Your own SSL implementation may be suboptimal, and you may only be using a free self-signed certificate. From the moment you start using a CDN proxy, however, all of your visitors will be immediately protected by a grade A+ certificate, signed by one of the world’s most trusted CAs.
Finally, when new SSL vulnerabilities emerge—as they sometimes do—your CDN provider is likely to respond to them much more quickly than you can, updating its SSL implementation as part of your managed service.
This was the case with Heartbleed and POODLE vulnerabilities. CDN users were among the first to be protected—almost as soon as the news of the vulnerabilities emerged.
Free SSL gets better with Let’s Encrypt
Let’s Encrypt is an open certificate authority that allows you to easily create free SSL certificates. One of the benefits of these certificates is that they do not trigger the above mentioned browser alarms.

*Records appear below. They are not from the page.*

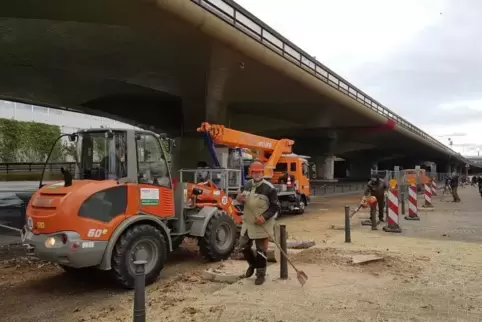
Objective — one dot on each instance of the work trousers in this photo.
(455, 194)
(381, 208)
(257, 259)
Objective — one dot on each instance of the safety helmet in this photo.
(256, 166)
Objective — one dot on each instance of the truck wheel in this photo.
(301, 207)
(219, 239)
(151, 241)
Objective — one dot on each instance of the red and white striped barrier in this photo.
(412, 203)
(428, 196)
(434, 188)
(393, 219)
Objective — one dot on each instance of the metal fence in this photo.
(243, 20)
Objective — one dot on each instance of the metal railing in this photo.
(337, 188)
(35, 167)
(243, 20)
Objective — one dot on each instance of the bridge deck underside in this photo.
(133, 62)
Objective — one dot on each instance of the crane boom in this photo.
(222, 135)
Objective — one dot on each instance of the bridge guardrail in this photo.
(34, 167)
(247, 23)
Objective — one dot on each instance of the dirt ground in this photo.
(430, 272)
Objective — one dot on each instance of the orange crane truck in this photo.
(120, 205)
(279, 160)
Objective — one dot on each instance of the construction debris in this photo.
(363, 259)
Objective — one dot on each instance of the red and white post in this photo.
(393, 219)
(412, 203)
(428, 196)
(434, 188)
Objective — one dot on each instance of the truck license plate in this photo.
(27, 235)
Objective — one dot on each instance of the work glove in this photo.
(260, 220)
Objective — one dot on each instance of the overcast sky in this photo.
(420, 58)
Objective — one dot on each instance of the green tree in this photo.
(10, 138)
(28, 141)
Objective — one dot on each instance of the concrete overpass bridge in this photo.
(171, 64)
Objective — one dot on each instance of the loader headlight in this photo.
(50, 242)
(56, 241)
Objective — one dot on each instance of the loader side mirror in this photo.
(72, 137)
(197, 191)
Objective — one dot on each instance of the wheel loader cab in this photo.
(119, 205)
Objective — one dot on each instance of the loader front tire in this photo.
(219, 239)
(140, 238)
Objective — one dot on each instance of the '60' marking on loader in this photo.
(96, 233)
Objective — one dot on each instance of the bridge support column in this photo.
(361, 170)
(201, 106)
(221, 68)
(325, 167)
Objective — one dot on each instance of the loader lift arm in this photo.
(219, 134)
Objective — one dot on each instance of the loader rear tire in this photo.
(219, 239)
(78, 271)
(151, 240)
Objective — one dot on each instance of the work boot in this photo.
(260, 276)
(251, 258)
(249, 271)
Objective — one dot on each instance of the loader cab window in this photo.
(305, 167)
(281, 167)
(101, 155)
(151, 161)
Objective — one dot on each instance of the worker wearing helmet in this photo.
(261, 206)
(376, 188)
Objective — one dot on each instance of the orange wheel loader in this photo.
(120, 205)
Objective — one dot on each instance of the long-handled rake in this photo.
(300, 275)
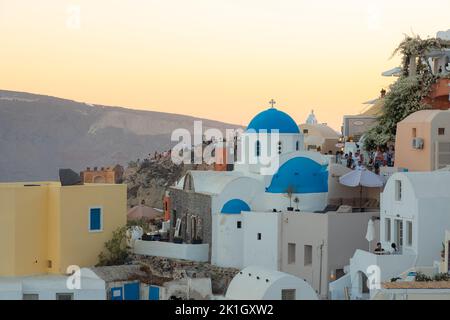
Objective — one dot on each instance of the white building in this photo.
(53, 287)
(312, 246)
(256, 283)
(415, 214)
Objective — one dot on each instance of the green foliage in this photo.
(405, 96)
(116, 251)
(421, 277)
(441, 277)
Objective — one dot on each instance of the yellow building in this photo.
(45, 227)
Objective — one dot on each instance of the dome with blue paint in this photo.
(235, 206)
(273, 119)
(301, 175)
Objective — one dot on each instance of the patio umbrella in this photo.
(361, 178)
(141, 211)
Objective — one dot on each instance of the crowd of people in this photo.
(373, 161)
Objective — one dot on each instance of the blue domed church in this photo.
(273, 173)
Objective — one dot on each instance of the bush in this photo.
(442, 277)
(144, 223)
(116, 251)
(421, 277)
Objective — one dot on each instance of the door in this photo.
(153, 293)
(116, 293)
(131, 291)
(399, 234)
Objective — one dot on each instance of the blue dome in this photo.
(235, 206)
(273, 119)
(301, 174)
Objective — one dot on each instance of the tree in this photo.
(116, 251)
(406, 95)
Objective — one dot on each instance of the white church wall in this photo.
(227, 246)
(261, 239)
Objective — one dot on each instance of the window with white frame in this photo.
(307, 255)
(387, 229)
(398, 190)
(409, 233)
(291, 253)
(64, 296)
(95, 219)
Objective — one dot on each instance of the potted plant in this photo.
(177, 240)
(290, 192)
(297, 201)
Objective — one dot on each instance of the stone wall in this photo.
(182, 269)
(184, 205)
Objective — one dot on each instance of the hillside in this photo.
(40, 134)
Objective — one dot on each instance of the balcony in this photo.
(377, 269)
(184, 251)
(438, 98)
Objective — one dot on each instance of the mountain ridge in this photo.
(40, 134)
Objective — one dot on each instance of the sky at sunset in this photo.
(218, 59)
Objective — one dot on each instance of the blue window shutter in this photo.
(95, 219)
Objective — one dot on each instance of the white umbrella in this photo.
(361, 178)
(370, 235)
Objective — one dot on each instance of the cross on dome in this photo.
(272, 103)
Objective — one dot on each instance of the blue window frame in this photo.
(95, 219)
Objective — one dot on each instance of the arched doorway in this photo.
(99, 179)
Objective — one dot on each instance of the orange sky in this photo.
(220, 59)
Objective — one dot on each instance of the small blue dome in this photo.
(301, 174)
(273, 119)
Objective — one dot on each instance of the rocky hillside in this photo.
(40, 134)
(149, 179)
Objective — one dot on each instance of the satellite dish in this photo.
(68, 177)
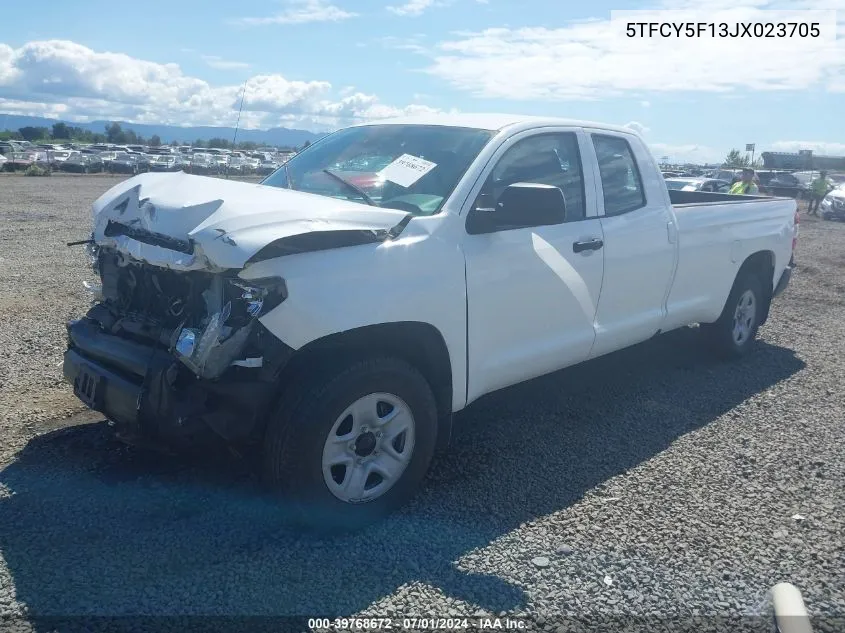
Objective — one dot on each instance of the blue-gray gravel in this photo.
(672, 476)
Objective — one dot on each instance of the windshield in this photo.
(413, 168)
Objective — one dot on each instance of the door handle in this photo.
(587, 245)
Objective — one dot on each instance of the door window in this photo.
(549, 159)
(621, 183)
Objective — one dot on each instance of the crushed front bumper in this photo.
(149, 395)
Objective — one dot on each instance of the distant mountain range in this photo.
(279, 136)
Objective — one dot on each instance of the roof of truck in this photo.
(485, 121)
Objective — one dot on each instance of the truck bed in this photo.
(714, 231)
(680, 198)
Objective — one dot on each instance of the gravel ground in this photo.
(648, 485)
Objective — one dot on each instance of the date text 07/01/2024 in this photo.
(320, 625)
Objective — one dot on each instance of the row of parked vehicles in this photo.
(136, 159)
(771, 182)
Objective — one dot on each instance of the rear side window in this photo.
(549, 159)
(621, 183)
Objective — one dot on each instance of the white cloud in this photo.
(637, 127)
(302, 12)
(689, 153)
(218, 63)
(412, 7)
(62, 78)
(824, 148)
(594, 59)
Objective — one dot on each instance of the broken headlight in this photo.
(261, 295)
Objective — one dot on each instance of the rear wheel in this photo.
(351, 444)
(735, 333)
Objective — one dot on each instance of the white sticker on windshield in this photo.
(406, 170)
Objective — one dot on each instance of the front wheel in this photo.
(734, 334)
(352, 443)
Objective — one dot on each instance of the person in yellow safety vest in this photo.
(819, 188)
(745, 185)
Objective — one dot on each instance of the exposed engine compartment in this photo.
(205, 319)
(180, 351)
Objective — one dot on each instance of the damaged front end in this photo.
(168, 354)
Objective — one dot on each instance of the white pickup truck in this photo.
(336, 315)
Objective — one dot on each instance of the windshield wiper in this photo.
(354, 188)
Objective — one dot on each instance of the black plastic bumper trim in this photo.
(119, 398)
(113, 351)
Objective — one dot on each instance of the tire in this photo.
(302, 465)
(728, 339)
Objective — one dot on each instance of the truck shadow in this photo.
(88, 527)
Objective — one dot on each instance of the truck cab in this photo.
(336, 318)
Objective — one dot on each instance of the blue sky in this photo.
(320, 64)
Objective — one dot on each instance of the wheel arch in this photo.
(418, 343)
(762, 265)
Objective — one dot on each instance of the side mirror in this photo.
(521, 205)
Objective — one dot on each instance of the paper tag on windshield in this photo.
(406, 170)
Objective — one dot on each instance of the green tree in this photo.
(60, 131)
(736, 159)
(30, 133)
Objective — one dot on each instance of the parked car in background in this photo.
(80, 163)
(833, 205)
(202, 164)
(699, 184)
(166, 162)
(267, 167)
(17, 161)
(779, 183)
(123, 163)
(55, 158)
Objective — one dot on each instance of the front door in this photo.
(532, 292)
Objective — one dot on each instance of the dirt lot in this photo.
(652, 483)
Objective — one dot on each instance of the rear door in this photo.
(532, 292)
(639, 242)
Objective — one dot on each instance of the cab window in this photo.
(621, 183)
(549, 159)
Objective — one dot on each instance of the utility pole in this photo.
(749, 147)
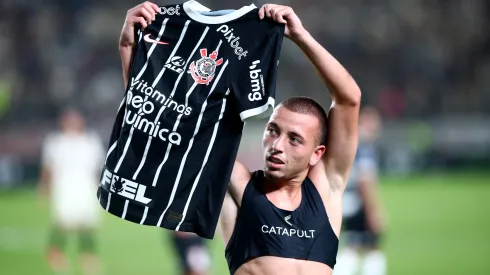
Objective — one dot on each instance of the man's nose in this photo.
(278, 145)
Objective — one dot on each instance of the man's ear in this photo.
(317, 154)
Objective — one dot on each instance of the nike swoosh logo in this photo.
(151, 40)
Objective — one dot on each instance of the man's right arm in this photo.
(233, 200)
(238, 181)
(143, 14)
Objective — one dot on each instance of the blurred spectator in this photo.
(71, 161)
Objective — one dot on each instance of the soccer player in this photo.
(71, 163)
(289, 214)
(362, 211)
(192, 252)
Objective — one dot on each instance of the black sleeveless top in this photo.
(262, 229)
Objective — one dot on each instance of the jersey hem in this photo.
(103, 199)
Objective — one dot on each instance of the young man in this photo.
(71, 162)
(363, 215)
(289, 215)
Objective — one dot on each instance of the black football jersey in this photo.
(196, 77)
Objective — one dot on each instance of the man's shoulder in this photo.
(325, 181)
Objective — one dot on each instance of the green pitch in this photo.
(438, 224)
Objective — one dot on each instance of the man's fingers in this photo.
(149, 15)
(267, 10)
(261, 13)
(279, 15)
(141, 21)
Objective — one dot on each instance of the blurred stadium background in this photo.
(424, 64)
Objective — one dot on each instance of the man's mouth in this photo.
(274, 160)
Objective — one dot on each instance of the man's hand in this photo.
(284, 15)
(142, 14)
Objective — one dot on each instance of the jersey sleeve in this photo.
(254, 86)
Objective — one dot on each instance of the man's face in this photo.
(290, 143)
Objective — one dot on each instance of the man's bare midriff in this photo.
(269, 265)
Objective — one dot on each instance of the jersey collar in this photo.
(193, 9)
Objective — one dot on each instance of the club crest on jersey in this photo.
(203, 69)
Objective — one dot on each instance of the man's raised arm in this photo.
(343, 116)
(143, 14)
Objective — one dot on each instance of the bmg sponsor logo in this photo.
(256, 82)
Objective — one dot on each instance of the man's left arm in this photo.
(342, 134)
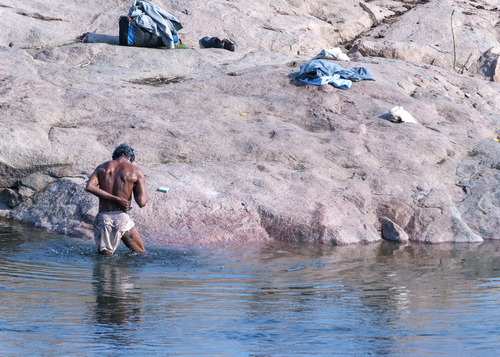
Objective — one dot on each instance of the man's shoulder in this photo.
(104, 165)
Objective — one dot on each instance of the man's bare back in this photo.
(114, 182)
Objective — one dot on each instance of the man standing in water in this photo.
(114, 182)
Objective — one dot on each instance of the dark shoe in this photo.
(228, 45)
(213, 42)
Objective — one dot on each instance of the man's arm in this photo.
(139, 191)
(93, 187)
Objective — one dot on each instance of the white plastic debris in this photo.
(399, 115)
(332, 53)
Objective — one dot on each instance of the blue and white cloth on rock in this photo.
(156, 20)
(321, 72)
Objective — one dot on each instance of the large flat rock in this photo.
(248, 152)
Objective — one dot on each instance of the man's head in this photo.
(124, 150)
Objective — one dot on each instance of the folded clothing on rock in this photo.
(322, 72)
(156, 20)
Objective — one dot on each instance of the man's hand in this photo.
(123, 204)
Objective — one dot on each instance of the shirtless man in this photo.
(114, 182)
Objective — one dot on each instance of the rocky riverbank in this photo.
(248, 152)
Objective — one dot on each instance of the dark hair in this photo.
(123, 150)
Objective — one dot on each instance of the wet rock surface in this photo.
(248, 152)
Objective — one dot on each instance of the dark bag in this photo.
(133, 35)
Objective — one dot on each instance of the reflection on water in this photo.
(117, 303)
(59, 296)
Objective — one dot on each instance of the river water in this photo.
(59, 297)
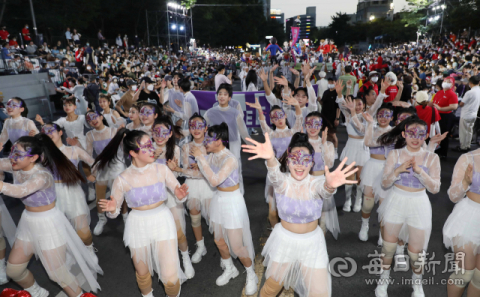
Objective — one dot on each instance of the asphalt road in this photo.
(119, 275)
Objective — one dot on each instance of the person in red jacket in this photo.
(26, 34)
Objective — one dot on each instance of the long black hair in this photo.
(51, 157)
(24, 106)
(221, 132)
(394, 136)
(130, 143)
(251, 78)
(276, 107)
(196, 116)
(298, 140)
(177, 133)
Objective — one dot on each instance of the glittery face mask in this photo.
(18, 155)
(161, 132)
(48, 130)
(146, 148)
(385, 114)
(313, 123)
(197, 125)
(402, 117)
(12, 104)
(146, 112)
(92, 117)
(277, 115)
(416, 133)
(300, 158)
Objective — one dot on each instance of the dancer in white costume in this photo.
(43, 229)
(461, 232)
(295, 253)
(198, 201)
(168, 153)
(150, 228)
(280, 135)
(407, 213)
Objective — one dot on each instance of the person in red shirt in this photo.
(425, 112)
(4, 33)
(26, 34)
(372, 82)
(446, 101)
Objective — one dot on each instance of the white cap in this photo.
(421, 96)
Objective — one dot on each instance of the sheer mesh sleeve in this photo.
(328, 154)
(84, 156)
(31, 126)
(456, 191)
(276, 177)
(378, 102)
(389, 177)
(118, 193)
(4, 134)
(38, 181)
(265, 127)
(226, 169)
(242, 128)
(431, 180)
(312, 99)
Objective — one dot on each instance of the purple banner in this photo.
(207, 100)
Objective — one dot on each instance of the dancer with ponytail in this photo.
(407, 213)
(295, 253)
(168, 153)
(98, 139)
(71, 199)
(324, 156)
(237, 130)
(17, 125)
(355, 149)
(280, 135)
(461, 232)
(150, 228)
(229, 220)
(43, 229)
(199, 200)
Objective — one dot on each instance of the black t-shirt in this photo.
(152, 95)
(329, 106)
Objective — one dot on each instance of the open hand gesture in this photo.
(338, 177)
(260, 150)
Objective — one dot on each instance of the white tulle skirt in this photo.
(229, 220)
(151, 236)
(8, 227)
(356, 151)
(407, 214)
(51, 238)
(178, 211)
(200, 195)
(71, 201)
(299, 261)
(463, 226)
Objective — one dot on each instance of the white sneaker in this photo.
(37, 291)
(102, 220)
(91, 194)
(417, 286)
(251, 286)
(3, 272)
(229, 272)
(187, 265)
(382, 285)
(200, 252)
(363, 234)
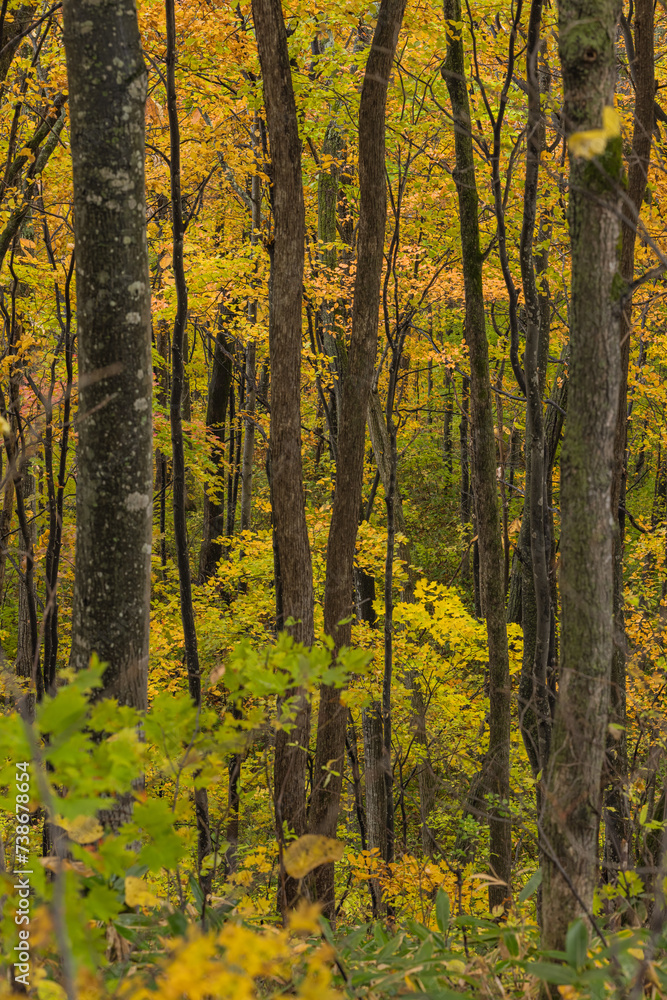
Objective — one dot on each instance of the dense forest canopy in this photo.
(333, 554)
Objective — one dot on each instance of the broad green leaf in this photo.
(531, 886)
(442, 910)
(576, 943)
(310, 851)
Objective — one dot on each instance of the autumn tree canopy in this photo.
(334, 499)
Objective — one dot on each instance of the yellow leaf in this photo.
(54, 864)
(310, 851)
(304, 920)
(137, 892)
(82, 829)
(594, 141)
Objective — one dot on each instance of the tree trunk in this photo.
(294, 583)
(355, 392)
(111, 604)
(484, 457)
(219, 389)
(587, 29)
(204, 845)
(618, 834)
(375, 768)
(535, 716)
(24, 647)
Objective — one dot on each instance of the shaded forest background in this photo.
(400, 471)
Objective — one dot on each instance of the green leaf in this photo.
(511, 943)
(576, 943)
(531, 886)
(442, 910)
(561, 975)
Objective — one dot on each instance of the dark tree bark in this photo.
(115, 476)
(618, 833)
(294, 580)
(484, 457)
(204, 845)
(355, 394)
(376, 767)
(569, 836)
(535, 716)
(219, 389)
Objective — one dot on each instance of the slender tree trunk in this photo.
(5, 527)
(375, 769)
(484, 456)
(339, 584)
(24, 648)
(618, 833)
(111, 605)
(466, 493)
(534, 710)
(573, 801)
(219, 390)
(294, 580)
(204, 845)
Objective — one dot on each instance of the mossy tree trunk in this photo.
(573, 800)
(294, 578)
(484, 464)
(618, 835)
(111, 605)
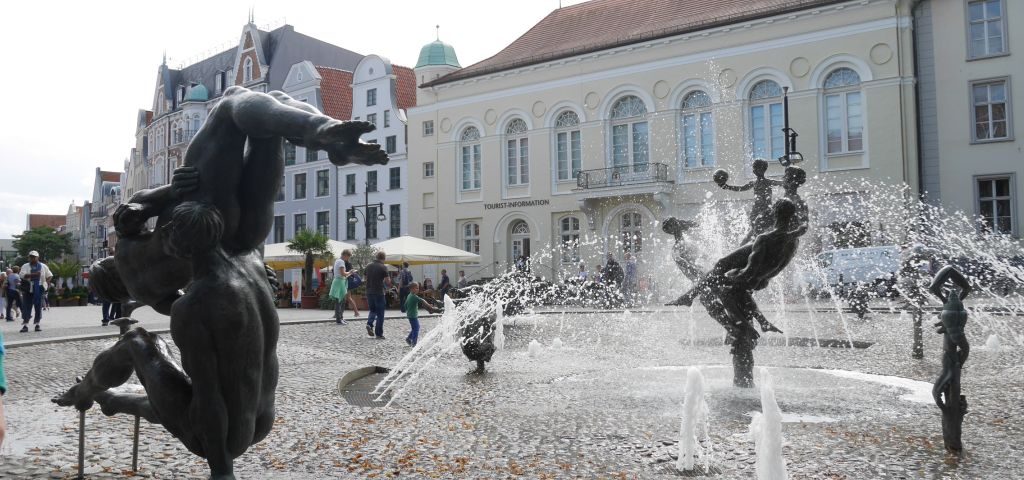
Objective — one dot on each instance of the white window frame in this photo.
(697, 111)
(1008, 101)
(568, 161)
(631, 120)
(516, 153)
(469, 156)
(986, 23)
(569, 238)
(471, 236)
(1012, 180)
(844, 93)
(771, 135)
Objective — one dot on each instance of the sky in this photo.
(75, 74)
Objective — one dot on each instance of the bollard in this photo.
(134, 447)
(81, 444)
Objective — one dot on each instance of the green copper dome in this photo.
(198, 93)
(437, 53)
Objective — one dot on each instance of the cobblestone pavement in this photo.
(604, 405)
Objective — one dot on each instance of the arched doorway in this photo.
(518, 241)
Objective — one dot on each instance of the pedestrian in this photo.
(444, 286)
(404, 279)
(3, 294)
(38, 276)
(13, 293)
(339, 287)
(377, 280)
(413, 304)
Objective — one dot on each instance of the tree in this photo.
(311, 244)
(66, 270)
(46, 241)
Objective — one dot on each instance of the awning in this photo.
(279, 257)
(420, 252)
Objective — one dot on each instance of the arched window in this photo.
(567, 145)
(844, 113)
(629, 135)
(631, 232)
(569, 229)
(698, 130)
(471, 237)
(517, 153)
(470, 156)
(767, 140)
(248, 76)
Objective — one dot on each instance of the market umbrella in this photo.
(420, 252)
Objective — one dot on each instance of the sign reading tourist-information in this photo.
(512, 205)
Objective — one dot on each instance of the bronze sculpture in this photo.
(211, 222)
(954, 352)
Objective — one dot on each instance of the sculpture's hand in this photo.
(129, 218)
(184, 180)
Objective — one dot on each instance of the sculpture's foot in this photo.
(75, 396)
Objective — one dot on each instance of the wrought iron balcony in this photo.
(636, 174)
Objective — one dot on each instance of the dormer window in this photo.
(248, 71)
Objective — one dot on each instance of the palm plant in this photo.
(311, 244)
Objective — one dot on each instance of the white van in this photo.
(870, 265)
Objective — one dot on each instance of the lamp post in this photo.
(366, 213)
(792, 156)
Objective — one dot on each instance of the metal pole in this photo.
(81, 444)
(134, 447)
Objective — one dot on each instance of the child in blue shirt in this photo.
(413, 303)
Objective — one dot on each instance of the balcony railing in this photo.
(635, 174)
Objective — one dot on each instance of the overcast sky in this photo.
(76, 73)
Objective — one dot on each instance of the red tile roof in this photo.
(110, 176)
(336, 92)
(407, 86)
(53, 221)
(599, 25)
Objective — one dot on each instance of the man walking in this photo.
(11, 292)
(39, 275)
(404, 280)
(377, 279)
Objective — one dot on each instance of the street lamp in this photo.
(365, 213)
(792, 156)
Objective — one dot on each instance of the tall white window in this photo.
(995, 204)
(991, 103)
(631, 232)
(569, 229)
(248, 76)
(986, 28)
(567, 145)
(629, 135)
(698, 130)
(844, 112)
(516, 153)
(470, 158)
(471, 237)
(767, 140)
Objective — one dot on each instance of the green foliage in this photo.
(311, 244)
(363, 256)
(45, 240)
(66, 270)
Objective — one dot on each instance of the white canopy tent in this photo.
(280, 258)
(421, 252)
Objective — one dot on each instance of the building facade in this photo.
(971, 80)
(571, 131)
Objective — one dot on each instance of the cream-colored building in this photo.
(610, 115)
(970, 74)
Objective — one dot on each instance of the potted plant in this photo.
(312, 245)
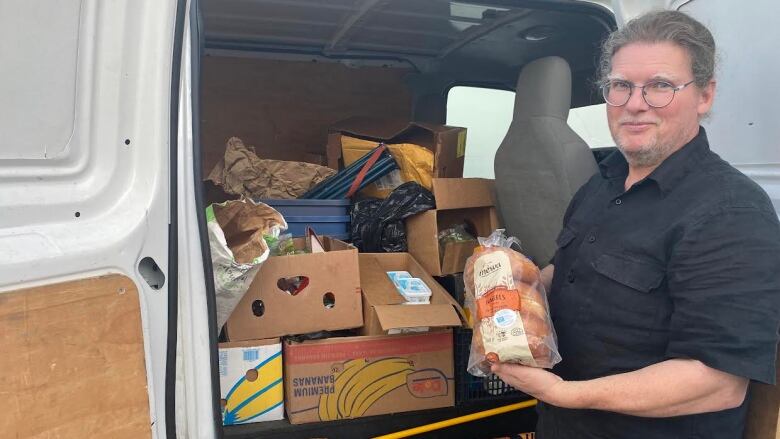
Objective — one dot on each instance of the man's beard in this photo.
(647, 156)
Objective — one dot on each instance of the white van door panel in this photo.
(84, 169)
(743, 127)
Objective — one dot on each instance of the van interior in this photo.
(279, 73)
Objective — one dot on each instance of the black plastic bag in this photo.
(377, 226)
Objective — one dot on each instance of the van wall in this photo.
(284, 108)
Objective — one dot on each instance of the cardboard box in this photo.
(384, 308)
(350, 377)
(763, 418)
(447, 143)
(469, 201)
(250, 381)
(330, 301)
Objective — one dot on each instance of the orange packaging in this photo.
(505, 292)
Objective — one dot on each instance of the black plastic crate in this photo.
(471, 388)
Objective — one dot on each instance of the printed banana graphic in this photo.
(250, 399)
(360, 384)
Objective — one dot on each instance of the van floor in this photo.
(509, 424)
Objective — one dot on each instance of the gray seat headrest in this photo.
(541, 83)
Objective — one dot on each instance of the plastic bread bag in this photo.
(508, 305)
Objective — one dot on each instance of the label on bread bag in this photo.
(498, 309)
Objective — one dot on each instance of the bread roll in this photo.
(512, 319)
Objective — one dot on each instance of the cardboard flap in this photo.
(379, 129)
(456, 254)
(410, 316)
(377, 287)
(463, 193)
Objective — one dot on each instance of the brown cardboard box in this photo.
(447, 143)
(763, 421)
(350, 377)
(333, 278)
(458, 200)
(385, 310)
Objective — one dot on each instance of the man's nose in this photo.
(636, 102)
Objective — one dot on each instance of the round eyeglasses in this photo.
(656, 94)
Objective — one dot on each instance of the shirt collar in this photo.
(670, 171)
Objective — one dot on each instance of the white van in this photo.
(112, 112)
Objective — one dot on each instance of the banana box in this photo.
(250, 381)
(350, 377)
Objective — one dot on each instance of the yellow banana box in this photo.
(351, 377)
(250, 380)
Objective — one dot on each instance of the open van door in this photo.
(89, 116)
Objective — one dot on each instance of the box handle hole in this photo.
(258, 308)
(292, 285)
(329, 300)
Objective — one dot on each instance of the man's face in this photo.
(648, 135)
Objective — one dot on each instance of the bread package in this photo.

Let’s Encrypt is sponsored by the Internet Security Research Group (ISRG), the Mozilla Foundation and several additional major organizations.
Two are better than one
Even with a CDN auto-optimizing the first leg of your SSL connection, it’s still advisable to improve the implementation on the second leg by tweaking the SSL configuration on your origin server.
While it’s true that attack scenarios on the second leg are very unlikely, the age old principal of “better safe than sorry” applies—especially if you’re running a prominent business that is likely to be on the receiving end of a targeted cyber attack.
CDNs for easy HSTS activation
HTTP Strict Transport Security (HSTS) is a security feature that ensures that your domain are only accessed via a SSL/TLS connection. HSTS is particularly useful to websites having multiple subdomains, since it can be used to effortlessly manage SSL/TLS across all of of them in bulk.
Most modern CDNs make HSTS implementation a snap, offering it as an out-of-the-box feature, manageable directly from their dashboard.